Overall guidelines for a member equity system
- Shares must be clearly defined as the property of the members. If the co-op allows more than one individual per membership, their shares must be clearly defined as joint (non-dividable) property. The co-op should avoid becoming an arbiter in property disputes.
- The co-op must issue evidence of members’ investment and holding in the co-op. Generally membership cards are sufficient. Some states require co-ops to issue member certificates .
- The co-op should set one reasonable investment requirement of all members — not different levels of investment for individuals, households, seniors, low-income members, etc. Membership requirement and benefits not be changed often as members find such change very unsettling. Avoid referring to “lifetime memberships” since the co-op might sometime need to change its required member investment. Be realistic about the co-op’s future capital needs. Set the share requirement to meet the co-op’s needs for at least 10 years.
- Create several simple payment options for members. Don’t require full payment upon joining, unless you have no other way to finance a start-up. Consider charging an annual processing fee ($3 – 5) for those members who make payments over time. The fee will cover administrative costs and will encourage members to pay in full upon joining.
- It’s reasonable to assess fees for keeping track of memberships. Options include an application fee or fee for processing a request for termination of membership.

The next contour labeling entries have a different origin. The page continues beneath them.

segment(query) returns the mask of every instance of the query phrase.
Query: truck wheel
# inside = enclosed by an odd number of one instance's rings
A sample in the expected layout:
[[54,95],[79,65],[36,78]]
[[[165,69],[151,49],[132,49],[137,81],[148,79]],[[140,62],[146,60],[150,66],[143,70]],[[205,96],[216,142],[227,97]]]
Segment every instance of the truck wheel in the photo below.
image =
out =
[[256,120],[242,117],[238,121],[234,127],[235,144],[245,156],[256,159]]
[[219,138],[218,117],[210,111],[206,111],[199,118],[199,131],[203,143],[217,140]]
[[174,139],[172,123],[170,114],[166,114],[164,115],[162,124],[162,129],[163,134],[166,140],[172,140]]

- Member shares should be fully redeemable (refundable) upon termination of membership (the co-op will repurchase a members’ shares) However, repurchase of shares should be contingent upon replacement. For example, the co-opt might total new share investment each month and process repurchase requests up to that amount. This system helps the co-op avoid heavy seasonal outflows of capital. For a start-up, it’s most common to state that the co-op will be unable to repurchase shares until at least two years after operations begin.
- Member shares represent an investment in the co-op, like stock in a corporation. However, when established correctly, member shares should not be subject to securities regulations. Make sure that a lawyer familiar with co-op securities laws reviews your bylaws and membership documents.
- Keep the membership system simple, so members will be able to understand it and staff will be able to accurately explain it. Keep administrative systems simple as well.
- New member should be eligible for all member benefits (including voting) as soon as the membership application has been processed and approved.